Last year, as part of the trust's Conserve project aimed at identifying shortages in traditional craft skills, the trust drew up a register of listed and old buildings in the city and county and wrote to some 800 owners. "We also contacted the building trade unions, and drew up a corresponding register of skilled craftspeople and then earlier this year we held a training course for those with an interest in conservation work and some 24 people completed it", Mr Miller said. Many of those craft-workers will be at the exhibition. Liz Spillane of the Cork Textiles Network explained that the network grew out of a research project under the EU Arquotex programme on the history of industrial textiles - such as flax, cotton and wool - in Cork city and county. "The network consists of around 40 textile practitioners and all the guilds are represented: weavers, spinners and dyers, lace-makers, the patchwork society, hand-knitters," she said.
Padraig O Duinnin of Meitheal Mara - a group dedicated to the preservation of traditional boat-building skills and celebrating Ireland's maritime culture - has invited Ed McCabe of the Hull Life-Saving Museum in Boston and Dutch boat-builder Kees Prins to give workshops, while Jimmy Meaney, a retired sailor, will give a demonstration on rope and canvas work.
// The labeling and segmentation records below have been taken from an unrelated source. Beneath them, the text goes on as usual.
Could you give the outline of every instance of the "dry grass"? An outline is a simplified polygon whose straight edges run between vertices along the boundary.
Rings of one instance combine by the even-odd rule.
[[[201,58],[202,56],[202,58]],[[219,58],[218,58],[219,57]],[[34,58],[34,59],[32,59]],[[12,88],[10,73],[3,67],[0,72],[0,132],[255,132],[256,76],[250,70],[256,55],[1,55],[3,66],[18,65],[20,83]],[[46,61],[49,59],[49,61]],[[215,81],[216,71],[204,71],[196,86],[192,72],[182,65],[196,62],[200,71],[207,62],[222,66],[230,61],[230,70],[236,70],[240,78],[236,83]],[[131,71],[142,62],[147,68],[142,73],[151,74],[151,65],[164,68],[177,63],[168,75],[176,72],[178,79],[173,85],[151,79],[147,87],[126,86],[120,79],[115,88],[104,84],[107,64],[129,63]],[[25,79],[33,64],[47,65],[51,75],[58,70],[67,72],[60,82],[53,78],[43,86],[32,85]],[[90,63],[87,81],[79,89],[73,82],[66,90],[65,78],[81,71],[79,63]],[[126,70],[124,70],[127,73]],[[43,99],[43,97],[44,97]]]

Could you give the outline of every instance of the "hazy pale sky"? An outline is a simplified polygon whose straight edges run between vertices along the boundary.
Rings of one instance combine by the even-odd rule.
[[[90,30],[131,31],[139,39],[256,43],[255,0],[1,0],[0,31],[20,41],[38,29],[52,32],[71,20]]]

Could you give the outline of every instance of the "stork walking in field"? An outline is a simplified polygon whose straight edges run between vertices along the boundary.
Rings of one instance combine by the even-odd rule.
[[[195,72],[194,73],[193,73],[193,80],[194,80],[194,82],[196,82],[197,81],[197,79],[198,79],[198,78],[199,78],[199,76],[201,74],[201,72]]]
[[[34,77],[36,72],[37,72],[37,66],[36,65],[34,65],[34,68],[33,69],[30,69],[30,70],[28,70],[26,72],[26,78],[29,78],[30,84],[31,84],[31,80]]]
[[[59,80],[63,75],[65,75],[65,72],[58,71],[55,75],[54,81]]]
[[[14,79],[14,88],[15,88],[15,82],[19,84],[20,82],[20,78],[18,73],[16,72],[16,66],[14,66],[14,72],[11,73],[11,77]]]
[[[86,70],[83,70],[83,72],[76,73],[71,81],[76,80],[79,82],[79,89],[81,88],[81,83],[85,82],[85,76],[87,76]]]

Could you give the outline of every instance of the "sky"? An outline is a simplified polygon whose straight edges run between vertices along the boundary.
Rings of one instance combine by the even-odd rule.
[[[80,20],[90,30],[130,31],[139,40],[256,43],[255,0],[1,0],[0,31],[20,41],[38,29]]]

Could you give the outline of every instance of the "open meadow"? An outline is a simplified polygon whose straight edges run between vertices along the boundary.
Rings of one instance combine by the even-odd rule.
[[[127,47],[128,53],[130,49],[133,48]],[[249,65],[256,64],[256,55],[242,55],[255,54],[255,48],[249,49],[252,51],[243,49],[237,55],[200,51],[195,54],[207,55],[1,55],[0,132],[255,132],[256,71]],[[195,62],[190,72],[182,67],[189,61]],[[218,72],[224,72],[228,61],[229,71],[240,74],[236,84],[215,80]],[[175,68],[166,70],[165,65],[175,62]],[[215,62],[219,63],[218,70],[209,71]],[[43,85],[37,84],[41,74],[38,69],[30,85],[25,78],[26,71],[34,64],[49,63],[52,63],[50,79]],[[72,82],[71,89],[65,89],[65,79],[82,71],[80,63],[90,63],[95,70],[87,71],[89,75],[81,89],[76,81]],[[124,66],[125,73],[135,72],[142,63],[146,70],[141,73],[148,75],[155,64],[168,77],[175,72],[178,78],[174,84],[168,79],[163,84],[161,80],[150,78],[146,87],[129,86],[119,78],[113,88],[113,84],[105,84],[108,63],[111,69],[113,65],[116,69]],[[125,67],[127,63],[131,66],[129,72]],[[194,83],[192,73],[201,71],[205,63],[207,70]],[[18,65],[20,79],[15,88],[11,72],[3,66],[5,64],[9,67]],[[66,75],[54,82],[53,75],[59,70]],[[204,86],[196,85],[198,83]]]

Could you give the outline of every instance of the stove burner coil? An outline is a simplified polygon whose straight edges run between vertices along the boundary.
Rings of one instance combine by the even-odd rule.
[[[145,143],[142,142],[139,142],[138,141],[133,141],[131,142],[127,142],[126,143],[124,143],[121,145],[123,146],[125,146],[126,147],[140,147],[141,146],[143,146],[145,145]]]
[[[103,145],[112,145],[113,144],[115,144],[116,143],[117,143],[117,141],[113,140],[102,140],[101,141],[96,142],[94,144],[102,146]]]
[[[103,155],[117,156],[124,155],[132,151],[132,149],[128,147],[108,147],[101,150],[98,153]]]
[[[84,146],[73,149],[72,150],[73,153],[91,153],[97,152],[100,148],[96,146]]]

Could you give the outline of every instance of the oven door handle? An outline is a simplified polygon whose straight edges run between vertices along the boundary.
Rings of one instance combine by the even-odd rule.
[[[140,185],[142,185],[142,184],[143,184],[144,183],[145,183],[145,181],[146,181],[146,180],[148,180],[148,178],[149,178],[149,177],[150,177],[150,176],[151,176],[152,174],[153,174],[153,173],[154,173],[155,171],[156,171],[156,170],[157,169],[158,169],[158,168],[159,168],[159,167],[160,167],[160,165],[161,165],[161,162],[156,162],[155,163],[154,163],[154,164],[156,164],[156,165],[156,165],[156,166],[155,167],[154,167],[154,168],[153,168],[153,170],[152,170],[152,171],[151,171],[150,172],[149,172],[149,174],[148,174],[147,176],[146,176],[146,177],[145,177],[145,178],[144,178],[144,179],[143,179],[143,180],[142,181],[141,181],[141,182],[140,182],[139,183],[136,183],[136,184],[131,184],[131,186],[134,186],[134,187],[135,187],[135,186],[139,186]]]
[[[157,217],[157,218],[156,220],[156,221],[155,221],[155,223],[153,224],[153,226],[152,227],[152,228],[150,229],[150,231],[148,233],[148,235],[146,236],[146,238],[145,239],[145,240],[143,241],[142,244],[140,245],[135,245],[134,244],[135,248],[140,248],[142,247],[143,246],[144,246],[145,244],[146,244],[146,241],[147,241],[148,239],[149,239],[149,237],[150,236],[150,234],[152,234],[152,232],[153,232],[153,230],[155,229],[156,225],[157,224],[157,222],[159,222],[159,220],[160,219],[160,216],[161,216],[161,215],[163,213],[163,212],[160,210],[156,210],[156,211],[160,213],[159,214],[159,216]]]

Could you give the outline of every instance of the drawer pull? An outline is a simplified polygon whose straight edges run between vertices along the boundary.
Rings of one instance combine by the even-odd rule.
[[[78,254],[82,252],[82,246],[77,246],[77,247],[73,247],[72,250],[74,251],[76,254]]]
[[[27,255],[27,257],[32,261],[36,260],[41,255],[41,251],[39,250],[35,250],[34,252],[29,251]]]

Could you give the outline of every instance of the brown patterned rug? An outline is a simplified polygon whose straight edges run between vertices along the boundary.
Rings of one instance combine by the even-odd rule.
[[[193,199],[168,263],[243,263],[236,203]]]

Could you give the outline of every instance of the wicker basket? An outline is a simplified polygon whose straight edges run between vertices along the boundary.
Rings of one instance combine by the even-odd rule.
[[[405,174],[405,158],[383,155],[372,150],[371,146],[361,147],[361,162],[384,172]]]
"We'll also be showing how to steam wood to bend it to whatever shape you require and families can come and watch that as well as try their hands at rowing a West Kerry naomhog on dry land," Padraig said. The exhibition will be preceded by a conference on Friday at the Imperial Hotel to highlight what can be achieved by public, private and community sectors working in partnership on innovative projects.
According to Donagh MacArtain of Partners for Innovation at Work, which is organising the conference, the weekend events mark the culmination of a two-year scheme funded by the EU. "We hope the exhibition will promote handcrafts; it will give people the chance to see skills like stone masonry in action. And we hope that it will make people more aware of conservation issues and the conservation skills available," Mr MacArtain said.
"We're hoping that the exhibition will increase the demand for conservation work so that there'll be further employment opportunities for craft-workers skilled in conservation."
The exhibition is free, and open from 10 a.m. to 5 p.m. on Saturday and noon to 5 p.m. on Sunday.